Une étude menée par des chercheurs de l’Université de Nancy, publiée dans le Journal of American College of Cardiology, souligne que l’exposition au froid constitue un facteur de risque majeur pour l’hospitalisation en cas d’insuffisance cardiaque.
Une augmentation des hospitalisations en hiver
Les chercheurs ont analysé les dossiers de 4 512 patients admis pour dyspnée aiguë et diagnostiqués avec une insuffisance cardiaque aux urgences du CHU de Nancy, entre janvier 2010 et octobre 2022. Ils ont constaté un pic d’hospitalisations durant l’hiver, avec au moins 90 admissions par semaine entre décembre et mars. En été, cette moyenne descendait à 74 par semaine.
Les résultats indiquent également qu’une température moyenne de 0°C augmente de 12 à 21 % le risque d’insuffisance cardiaque par rapport à une température de référence de 10°C. De plus, une période d’une semaine après une chute de température est particulièrement critique, avec une hausse des décompensations de maladies cardiovasculaires.
Qui sont les personnes les plus vulnérables en hiver ?
La Fédération française de cardiologie rappelle chaque hiver que le froid sollicite fortement le cœur, même lors d’une simple marche. Certaines personnes doivent faire particulièrement attention :
- Les personnes souffrant de troubles cardiovasculaires (hypertension, insuffisance cardiaque, angine, antécédents d’infarctus, interventions chirurgicales du cœur ou AVC). Elles sont plus exposées aux risques lors des périodes de grand froid.
- Les seniors de plus de 70 ans, même sans pathologie cardiaque. Avec l’âge, leur organisme s’adapte moins bien aux variations de température et leur couche de graisse sous-cutanée étant souvent plus fine, ils risquent davantage l’hypothermie.
- Les fumeurs, quel que soit leur âge. La combinaison du froid, du stress et du tabac augmente fortement le risque d’infarctus.

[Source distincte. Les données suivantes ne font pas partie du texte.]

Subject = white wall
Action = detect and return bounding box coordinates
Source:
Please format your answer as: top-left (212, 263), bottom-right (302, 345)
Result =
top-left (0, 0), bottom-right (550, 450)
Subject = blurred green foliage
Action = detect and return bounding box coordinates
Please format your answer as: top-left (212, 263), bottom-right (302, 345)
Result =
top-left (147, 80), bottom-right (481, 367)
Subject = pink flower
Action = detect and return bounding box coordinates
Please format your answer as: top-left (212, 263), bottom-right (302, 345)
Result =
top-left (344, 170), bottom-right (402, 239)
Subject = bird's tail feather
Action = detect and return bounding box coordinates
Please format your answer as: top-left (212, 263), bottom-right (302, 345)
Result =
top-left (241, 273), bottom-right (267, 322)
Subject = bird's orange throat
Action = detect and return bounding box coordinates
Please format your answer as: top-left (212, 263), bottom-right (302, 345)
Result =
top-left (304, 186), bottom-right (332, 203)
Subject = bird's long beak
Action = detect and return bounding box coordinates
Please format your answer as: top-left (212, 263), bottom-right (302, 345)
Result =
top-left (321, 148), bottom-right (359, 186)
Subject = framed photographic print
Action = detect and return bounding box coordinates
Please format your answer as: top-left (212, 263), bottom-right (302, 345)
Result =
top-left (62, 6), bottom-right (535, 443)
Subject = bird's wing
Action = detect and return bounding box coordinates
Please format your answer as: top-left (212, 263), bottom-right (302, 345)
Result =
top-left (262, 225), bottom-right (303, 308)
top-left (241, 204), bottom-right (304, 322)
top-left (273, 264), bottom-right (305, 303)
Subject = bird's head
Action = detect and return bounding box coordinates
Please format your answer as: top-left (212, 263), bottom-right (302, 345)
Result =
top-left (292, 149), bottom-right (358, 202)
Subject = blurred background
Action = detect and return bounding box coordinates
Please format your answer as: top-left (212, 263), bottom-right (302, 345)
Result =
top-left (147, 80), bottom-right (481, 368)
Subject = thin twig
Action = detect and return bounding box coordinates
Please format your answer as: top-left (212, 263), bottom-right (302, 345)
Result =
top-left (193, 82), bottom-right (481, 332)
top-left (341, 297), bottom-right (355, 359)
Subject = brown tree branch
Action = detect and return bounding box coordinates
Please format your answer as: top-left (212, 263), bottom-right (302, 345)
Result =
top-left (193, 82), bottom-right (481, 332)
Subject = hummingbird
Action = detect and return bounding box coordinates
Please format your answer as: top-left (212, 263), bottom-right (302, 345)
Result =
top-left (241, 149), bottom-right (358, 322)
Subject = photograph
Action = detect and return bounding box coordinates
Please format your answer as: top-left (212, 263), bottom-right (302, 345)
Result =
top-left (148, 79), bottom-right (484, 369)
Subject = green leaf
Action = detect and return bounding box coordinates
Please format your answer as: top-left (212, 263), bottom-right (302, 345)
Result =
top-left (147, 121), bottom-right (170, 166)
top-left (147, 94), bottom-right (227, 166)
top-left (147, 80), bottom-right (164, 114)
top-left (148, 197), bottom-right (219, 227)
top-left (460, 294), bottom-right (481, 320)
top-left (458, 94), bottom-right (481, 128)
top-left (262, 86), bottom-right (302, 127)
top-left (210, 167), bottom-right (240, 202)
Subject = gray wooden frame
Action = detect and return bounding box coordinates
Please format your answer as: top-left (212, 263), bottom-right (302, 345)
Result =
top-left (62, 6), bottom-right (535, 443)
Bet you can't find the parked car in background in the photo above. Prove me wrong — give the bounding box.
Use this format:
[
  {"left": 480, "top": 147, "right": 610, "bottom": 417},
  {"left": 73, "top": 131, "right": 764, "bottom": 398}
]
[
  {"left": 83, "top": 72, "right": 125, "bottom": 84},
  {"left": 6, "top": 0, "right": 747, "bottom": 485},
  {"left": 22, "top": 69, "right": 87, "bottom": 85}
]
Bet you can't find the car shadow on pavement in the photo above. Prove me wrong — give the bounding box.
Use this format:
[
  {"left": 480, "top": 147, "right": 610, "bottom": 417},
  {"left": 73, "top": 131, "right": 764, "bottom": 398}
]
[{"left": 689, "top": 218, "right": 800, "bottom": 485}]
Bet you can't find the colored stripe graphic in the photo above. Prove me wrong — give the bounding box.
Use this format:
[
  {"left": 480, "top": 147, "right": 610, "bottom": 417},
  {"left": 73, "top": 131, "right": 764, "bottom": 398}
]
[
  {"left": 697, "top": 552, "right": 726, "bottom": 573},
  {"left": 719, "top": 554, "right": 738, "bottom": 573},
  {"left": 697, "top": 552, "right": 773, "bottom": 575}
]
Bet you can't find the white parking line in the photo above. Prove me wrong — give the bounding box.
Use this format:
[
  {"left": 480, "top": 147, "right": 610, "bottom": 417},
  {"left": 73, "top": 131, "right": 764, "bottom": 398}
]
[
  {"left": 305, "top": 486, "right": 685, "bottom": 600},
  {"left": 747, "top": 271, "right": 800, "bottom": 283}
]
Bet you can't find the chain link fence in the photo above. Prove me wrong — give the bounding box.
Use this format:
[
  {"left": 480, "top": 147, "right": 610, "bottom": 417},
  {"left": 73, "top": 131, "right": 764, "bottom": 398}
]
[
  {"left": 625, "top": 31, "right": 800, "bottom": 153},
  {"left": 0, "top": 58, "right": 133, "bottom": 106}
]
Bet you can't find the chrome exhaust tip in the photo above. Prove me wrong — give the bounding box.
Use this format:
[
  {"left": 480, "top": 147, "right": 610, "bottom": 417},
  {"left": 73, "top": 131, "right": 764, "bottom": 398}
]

Comment se protéger du froid pour préserver son cœur ?
Pour éviter les engelures, il est conseillé de couvrir les extrémités, notamment les mains et les pieds. La tête doit également être protégée, car 30 % de la chaleur corporelle s’échappe par le crâne. Cela est d’autant plus important pour les personnes chauves, qui ont 32 % de risques supplémentaires de développer une maladie coronarienne, selon des chercheurs japonais.

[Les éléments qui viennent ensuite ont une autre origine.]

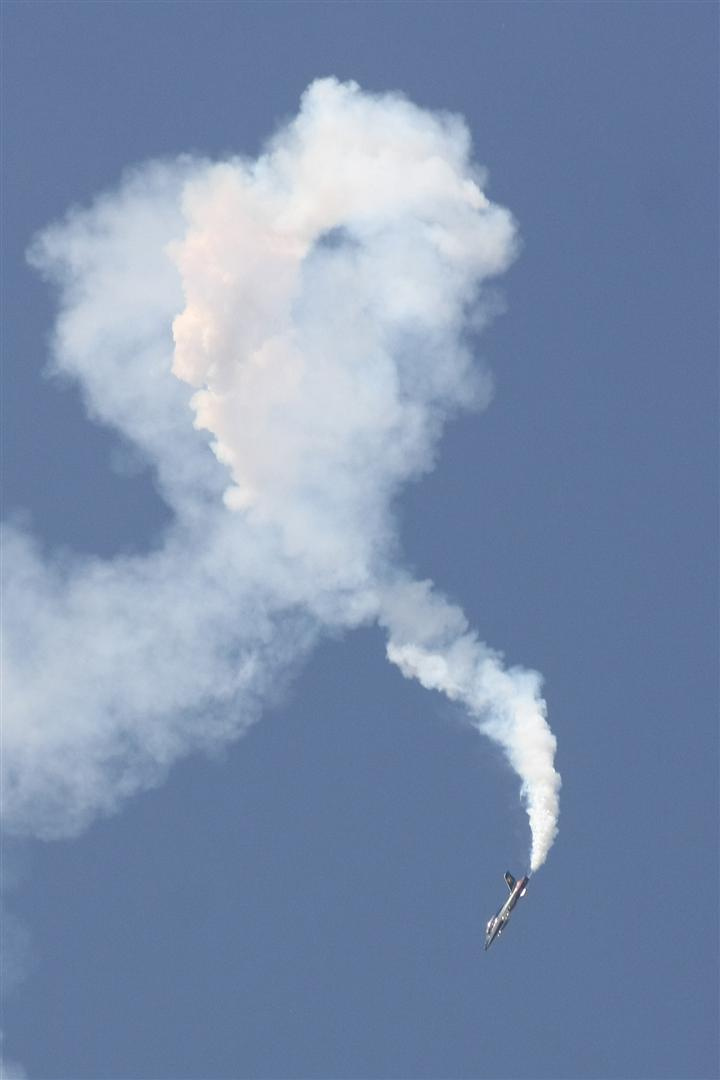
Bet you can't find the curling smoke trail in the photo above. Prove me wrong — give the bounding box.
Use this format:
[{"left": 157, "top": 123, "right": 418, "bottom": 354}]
[{"left": 3, "top": 79, "right": 559, "bottom": 869}]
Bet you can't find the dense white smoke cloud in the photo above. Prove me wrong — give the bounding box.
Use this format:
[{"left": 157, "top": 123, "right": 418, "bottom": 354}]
[{"left": 3, "top": 79, "right": 559, "bottom": 869}]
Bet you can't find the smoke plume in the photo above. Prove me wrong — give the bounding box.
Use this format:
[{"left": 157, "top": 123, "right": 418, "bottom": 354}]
[{"left": 2, "top": 79, "right": 559, "bottom": 869}]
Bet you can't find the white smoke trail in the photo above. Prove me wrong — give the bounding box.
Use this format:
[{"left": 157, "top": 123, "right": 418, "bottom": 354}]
[{"left": 3, "top": 79, "right": 559, "bottom": 868}]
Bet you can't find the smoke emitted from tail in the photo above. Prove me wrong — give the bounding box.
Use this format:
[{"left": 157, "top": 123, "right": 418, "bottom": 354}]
[
  {"left": 381, "top": 582, "right": 560, "bottom": 872},
  {"left": 3, "top": 79, "right": 559, "bottom": 869}
]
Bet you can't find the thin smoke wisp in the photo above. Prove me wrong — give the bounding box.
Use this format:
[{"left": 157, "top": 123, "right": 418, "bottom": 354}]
[{"left": 2, "top": 79, "right": 560, "bottom": 869}]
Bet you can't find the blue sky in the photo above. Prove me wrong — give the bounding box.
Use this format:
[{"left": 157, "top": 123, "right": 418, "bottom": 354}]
[{"left": 2, "top": 2, "right": 718, "bottom": 1080}]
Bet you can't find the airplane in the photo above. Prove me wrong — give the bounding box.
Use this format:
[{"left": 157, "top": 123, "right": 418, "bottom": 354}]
[{"left": 485, "top": 870, "right": 529, "bottom": 953}]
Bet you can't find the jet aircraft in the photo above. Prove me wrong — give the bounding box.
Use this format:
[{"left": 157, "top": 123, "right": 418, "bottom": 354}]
[{"left": 485, "top": 870, "right": 529, "bottom": 951}]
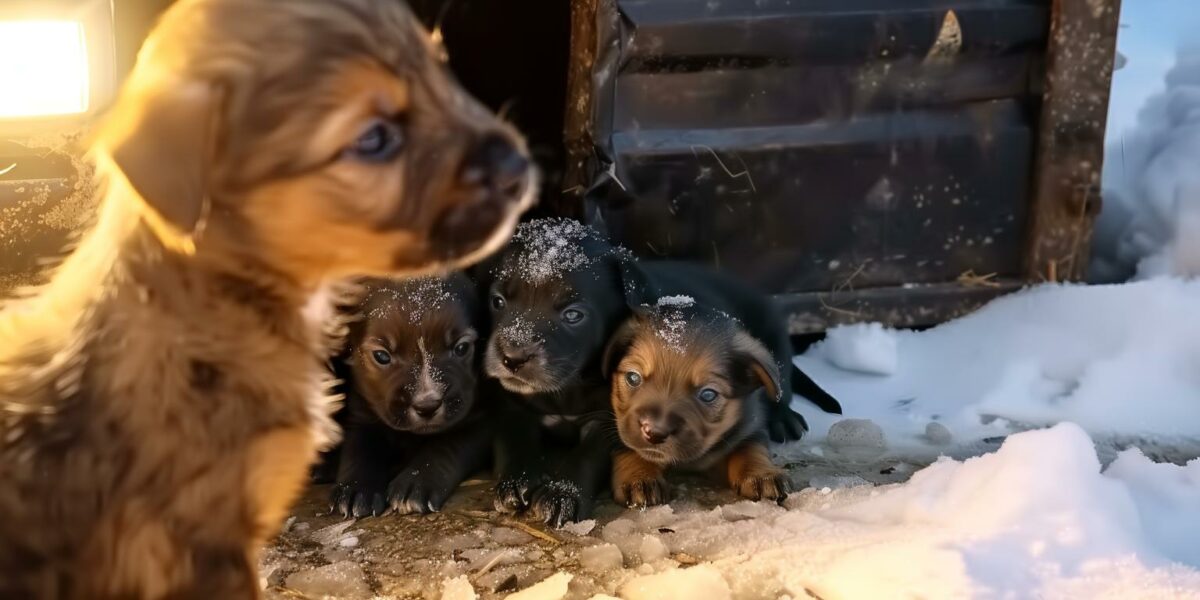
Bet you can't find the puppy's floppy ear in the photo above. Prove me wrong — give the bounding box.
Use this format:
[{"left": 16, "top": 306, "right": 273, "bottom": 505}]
[
  {"left": 600, "top": 316, "right": 642, "bottom": 379},
  {"left": 103, "top": 82, "right": 222, "bottom": 246},
  {"left": 731, "top": 330, "right": 782, "bottom": 401}
]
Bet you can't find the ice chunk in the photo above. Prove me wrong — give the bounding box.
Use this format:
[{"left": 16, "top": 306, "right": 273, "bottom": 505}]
[
  {"left": 620, "top": 565, "right": 733, "bottom": 600},
  {"left": 580, "top": 544, "right": 625, "bottom": 572},
  {"left": 286, "top": 560, "right": 371, "bottom": 600},
  {"left": 508, "top": 571, "right": 572, "bottom": 600},
  {"left": 822, "top": 323, "right": 900, "bottom": 376},
  {"left": 637, "top": 535, "right": 667, "bottom": 563},
  {"left": 826, "top": 419, "right": 888, "bottom": 451},
  {"left": 442, "top": 575, "right": 479, "bottom": 600},
  {"left": 563, "top": 518, "right": 596, "bottom": 536},
  {"left": 925, "top": 421, "right": 954, "bottom": 446}
]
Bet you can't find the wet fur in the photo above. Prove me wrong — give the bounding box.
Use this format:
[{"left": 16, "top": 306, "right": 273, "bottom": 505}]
[
  {"left": 606, "top": 305, "right": 791, "bottom": 506},
  {"left": 0, "top": 0, "right": 533, "bottom": 599},
  {"left": 330, "top": 274, "right": 493, "bottom": 517}
]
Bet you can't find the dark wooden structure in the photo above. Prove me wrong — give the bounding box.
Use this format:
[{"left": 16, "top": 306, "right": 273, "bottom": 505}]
[{"left": 560, "top": 0, "right": 1118, "bottom": 334}]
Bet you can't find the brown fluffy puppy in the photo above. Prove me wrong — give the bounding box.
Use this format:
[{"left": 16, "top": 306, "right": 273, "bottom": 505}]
[
  {"left": 330, "top": 272, "right": 493, "bottom": 517},
  {"left": 0, "top": 0, "right": 533, "bottom": 599},
  {"left": 605, "top": 296, "right": 791, "bottom": 506}
]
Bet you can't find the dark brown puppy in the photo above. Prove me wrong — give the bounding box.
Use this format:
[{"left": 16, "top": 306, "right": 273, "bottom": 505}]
[
  {"left": 0, "top": 0, "right": 533, "bottom": 599},
  {"left": 484, "top": 218, "right": 629, "bottom": 526},
  {"left": 605, "top": 296, "right": 791, "bottom": 506},
  {"left": 330, "top": 274, "right": 493, "bottom": 517}
]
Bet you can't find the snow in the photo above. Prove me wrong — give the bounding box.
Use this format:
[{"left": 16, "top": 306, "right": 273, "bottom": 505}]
[
  {"left": 823, "top": 323, "right": 900, "bottom": 376},
  {"left": 785, "top": 278, "right": 1200, "bottom": 456},
  {"left": 535, "top": 424, "right": 1200, "bottom": 600}
]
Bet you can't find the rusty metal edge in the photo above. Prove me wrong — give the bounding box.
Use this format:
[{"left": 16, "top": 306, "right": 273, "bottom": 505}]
[{"left": 1025, "top": 0, "right": 1121, "bottom": 282}]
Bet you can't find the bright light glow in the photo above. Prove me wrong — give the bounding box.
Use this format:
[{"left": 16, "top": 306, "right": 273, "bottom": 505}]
[{"left": 0, "top": 20, "right": 88, "bottom": 119}]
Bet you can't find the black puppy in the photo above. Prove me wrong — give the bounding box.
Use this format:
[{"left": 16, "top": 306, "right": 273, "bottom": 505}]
[
  {"left": 330, "top": 274, "right": 493, "bottom": 517},
  {"left": 484, "top": 218, "right": 825, "bottom": 526}
]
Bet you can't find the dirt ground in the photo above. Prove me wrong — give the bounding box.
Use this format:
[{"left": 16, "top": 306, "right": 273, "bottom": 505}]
[{"left": 262, "top": 456, "right": 924, "bottom": 599}]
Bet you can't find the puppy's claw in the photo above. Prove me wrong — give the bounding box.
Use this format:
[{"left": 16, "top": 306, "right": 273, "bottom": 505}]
[
  {"left": 530, "top": 481, "right": 589, "bottom": 528},
  {"left": 493, "top": 476, "right": 532, "bottom": 512},
  {"left": 613, "top": 478, "right": 671, "bottom": 509},
  {"left": 386, "top": 473, "right": 454, "bottom": 515},
  {"left": 737, "top": 473, "right": 792, "bottom": 503}
]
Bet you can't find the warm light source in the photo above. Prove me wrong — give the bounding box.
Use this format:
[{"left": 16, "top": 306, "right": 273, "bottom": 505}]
[{"left": 0, "top": 20, "right": 90, "bottom": 119}]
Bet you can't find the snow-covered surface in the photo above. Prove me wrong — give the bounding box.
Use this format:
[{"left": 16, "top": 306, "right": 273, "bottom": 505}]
[{"left": 796, "top": 280, "right": 1200, "bottom": 455}]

À l’extérieur, il faut porter plusieurs couches de vêtements, ce qu’on appelle la « stratégie de l’oignon ». Cela permet de retenir la chaleur entre les couches. Il faut aussi éviter les efforts physiques intenses, comme déneiger, avant de s’être acclimaté au froid.
Enfin, il est essentiel de rester vigilant face aux symptômes. Une douleur ou une oppression dans la poitrine à l’effort, mais aussi des palpitations, un essoufflement ou des vertiges, doivent conduire à consulter un médecin rapidement.
Source : The Impact of Meteorological Variables on Heart Failure Hospitalizations, Journal of American College of Cardiology, décembre 2025.